Acid rock drainage issues at Rock Creek have been very carefully studied, Menge said.

"DNR hired a first-rate consultant to assist the department with its review of the company's data and the department required a good deal of additional testing and evaluation," he wrote to Ahmasuk. "The requirement for the acid-generating rock to be backfilled into the Big Hurrah pit and held under water is an almost unprecedented conservative approach."

In addition, DNR did not accept NovaGold's calculation of the amount required for the reclamation bond, but constructed its own independent calculation, Menge said. "The bond amount fairly represents the reclamation, closure, and long-term monitoring costs and DNR will update it annually," he wrote.

Ahmasuk had argued in his appeal that the bond amount of $6,844,700 was inadequate.

Ahmasuk worked for Kennecott Exploration in the Rock Creek area for seven years, he told Mining News, and he describes himself as a "closet scientist," although with no formal scientific qualifications. Nevertheless, he asked numerous detailed scientific questions in his appeal and received an 18-page response to them from DNR, which was enclosed with Menge's letter.

"You can dive into geochemistry, water quality and hydrology like I did," Ahmasuk said. "I'm the type of person who doesn't just sit back and rely on people to do things for me. I have a really strong concern. I have lived here all my life. I'm not an outside, outsourced environmental person."

Even if the waste rock from the mine isn't acid generating, that doesn't mean it's non-polluting, Ahmasuk said. He is worried that levels of arsenic and antimony may exceed those allowed by the Environmental Protection Agency if the project goes ahead as planned, and that Alaska Gold doesn't recognize that this could be a problem that would impact aquatic life in the area. Bering Straits Native Corp., which owns much of the land where Rock Creek is situated, also hasn't made enough effort to review the project, Ahmasuk added.

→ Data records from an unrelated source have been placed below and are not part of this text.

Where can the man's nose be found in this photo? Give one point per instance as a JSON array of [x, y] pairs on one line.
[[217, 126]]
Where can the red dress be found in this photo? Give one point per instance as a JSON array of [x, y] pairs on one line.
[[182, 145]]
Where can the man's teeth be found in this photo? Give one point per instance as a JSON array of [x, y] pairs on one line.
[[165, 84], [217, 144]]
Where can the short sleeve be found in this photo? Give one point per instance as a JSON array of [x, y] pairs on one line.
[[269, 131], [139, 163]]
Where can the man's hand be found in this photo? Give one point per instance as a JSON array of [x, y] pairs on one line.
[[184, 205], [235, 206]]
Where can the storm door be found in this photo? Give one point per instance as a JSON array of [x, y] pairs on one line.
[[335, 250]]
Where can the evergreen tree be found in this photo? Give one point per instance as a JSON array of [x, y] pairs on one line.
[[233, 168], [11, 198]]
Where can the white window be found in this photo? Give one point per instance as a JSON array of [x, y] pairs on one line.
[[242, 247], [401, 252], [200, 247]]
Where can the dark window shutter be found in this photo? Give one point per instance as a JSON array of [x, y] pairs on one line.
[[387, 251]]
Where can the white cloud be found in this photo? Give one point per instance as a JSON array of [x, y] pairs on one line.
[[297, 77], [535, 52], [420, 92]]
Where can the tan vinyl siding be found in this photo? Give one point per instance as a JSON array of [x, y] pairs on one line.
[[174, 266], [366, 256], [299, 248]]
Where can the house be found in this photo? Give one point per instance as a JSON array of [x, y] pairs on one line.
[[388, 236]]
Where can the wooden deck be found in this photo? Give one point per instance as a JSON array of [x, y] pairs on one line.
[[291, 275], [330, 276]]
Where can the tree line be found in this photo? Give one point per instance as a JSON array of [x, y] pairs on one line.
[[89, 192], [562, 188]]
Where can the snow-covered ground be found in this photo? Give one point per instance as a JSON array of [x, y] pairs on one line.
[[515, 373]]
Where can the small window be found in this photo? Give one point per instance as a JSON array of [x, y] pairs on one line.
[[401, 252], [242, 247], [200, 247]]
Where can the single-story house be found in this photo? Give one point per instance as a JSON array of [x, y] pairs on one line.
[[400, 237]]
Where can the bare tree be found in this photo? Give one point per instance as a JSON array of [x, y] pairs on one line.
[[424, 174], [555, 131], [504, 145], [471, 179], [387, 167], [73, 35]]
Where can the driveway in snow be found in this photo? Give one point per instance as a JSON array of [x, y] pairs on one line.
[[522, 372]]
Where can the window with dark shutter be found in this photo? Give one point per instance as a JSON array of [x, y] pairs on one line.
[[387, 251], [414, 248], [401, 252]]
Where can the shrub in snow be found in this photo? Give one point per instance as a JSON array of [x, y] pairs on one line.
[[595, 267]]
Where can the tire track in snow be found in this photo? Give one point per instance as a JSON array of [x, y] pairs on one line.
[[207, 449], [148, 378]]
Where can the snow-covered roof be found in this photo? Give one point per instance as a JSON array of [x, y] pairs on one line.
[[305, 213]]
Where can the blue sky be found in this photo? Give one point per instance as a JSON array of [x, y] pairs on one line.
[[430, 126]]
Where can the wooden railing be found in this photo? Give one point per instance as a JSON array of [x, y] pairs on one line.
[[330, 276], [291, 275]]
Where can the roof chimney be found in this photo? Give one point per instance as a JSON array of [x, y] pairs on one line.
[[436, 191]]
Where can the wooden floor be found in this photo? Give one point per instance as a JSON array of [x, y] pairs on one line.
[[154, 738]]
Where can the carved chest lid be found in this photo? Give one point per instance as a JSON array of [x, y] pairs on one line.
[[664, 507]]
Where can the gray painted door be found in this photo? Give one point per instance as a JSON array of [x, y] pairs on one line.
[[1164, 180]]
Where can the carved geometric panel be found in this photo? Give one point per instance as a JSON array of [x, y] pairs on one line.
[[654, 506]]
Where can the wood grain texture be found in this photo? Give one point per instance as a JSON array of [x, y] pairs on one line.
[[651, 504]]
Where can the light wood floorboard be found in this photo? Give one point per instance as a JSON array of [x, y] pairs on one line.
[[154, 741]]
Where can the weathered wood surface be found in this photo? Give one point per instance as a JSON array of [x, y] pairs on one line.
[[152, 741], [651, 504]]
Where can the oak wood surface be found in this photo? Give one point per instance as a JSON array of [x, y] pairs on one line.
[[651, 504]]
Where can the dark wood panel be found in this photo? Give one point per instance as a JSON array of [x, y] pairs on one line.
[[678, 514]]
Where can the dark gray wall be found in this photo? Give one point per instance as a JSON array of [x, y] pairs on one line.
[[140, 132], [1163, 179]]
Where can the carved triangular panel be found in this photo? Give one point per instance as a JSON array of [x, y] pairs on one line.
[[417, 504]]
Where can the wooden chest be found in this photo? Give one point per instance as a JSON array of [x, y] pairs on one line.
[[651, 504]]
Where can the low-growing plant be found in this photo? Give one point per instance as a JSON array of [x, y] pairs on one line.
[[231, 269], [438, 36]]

Cyanide major concern for Varrati

Ahmasuk deliberately steers clear of the issue of cyanide use in his comments about the mine because he thinks that cyanide chemistry is too complicated to assess. But cyanide is a major concern for another participant in the lawsuit, Jana Varrati, who is dismayed that NovaGold plans to ship 500 tons of the toxic chemical to Nome for each year of mine operations. The Snake River valley, where Rock Creek is located, is "pristine," according to Varrati. "Dogsledders use it, people use it summer and winter," she told Mining News. "I don't think there's anybody in Nome who objects to mining: you don't belong here if you think that. We just don't want to be poisoned."

The late surge of opposition to Rock Creek caught NovaGold by surprise; the company had thought the city of about 3,600 was mining-friendly and that it had done enough to explain its plans to the community, including publishing a regular column about mining, The Bucketline, in the local newspaper, The Nome Nugget.

Thousands of people poured into Nome in 1900, seeking gold on the beaches, and all Nome residents are aware of the city's mining history. But Varrati and Sue Steinacher, the other participant in the lawsuit, think the newspaper column wasn't effective because it looked like company publicity.

The Nome Nugget is now dedicating large amounts of space in every issue to the Rock Creek project, including an article Oct. 12 that reported on a visit by scientist and campaigner David Chambers from the Center for Science and Public Participation in Montana. Chambers' publications and presentations mainly draw attention to the negative side of mining. He told Nome residents that an EIS should have been done for Rock Creek, according to the Nugget.

The three people who brought the lawsuit each have their own reasons for doing so, Sue Steinacher told Mining News. "My own reason is that I just don't feel we have had a legitimate public process, enough information, enough time," she said. "The more we learned, the more we saw that there were potential significant impacts. We are entitled to a full environmental process."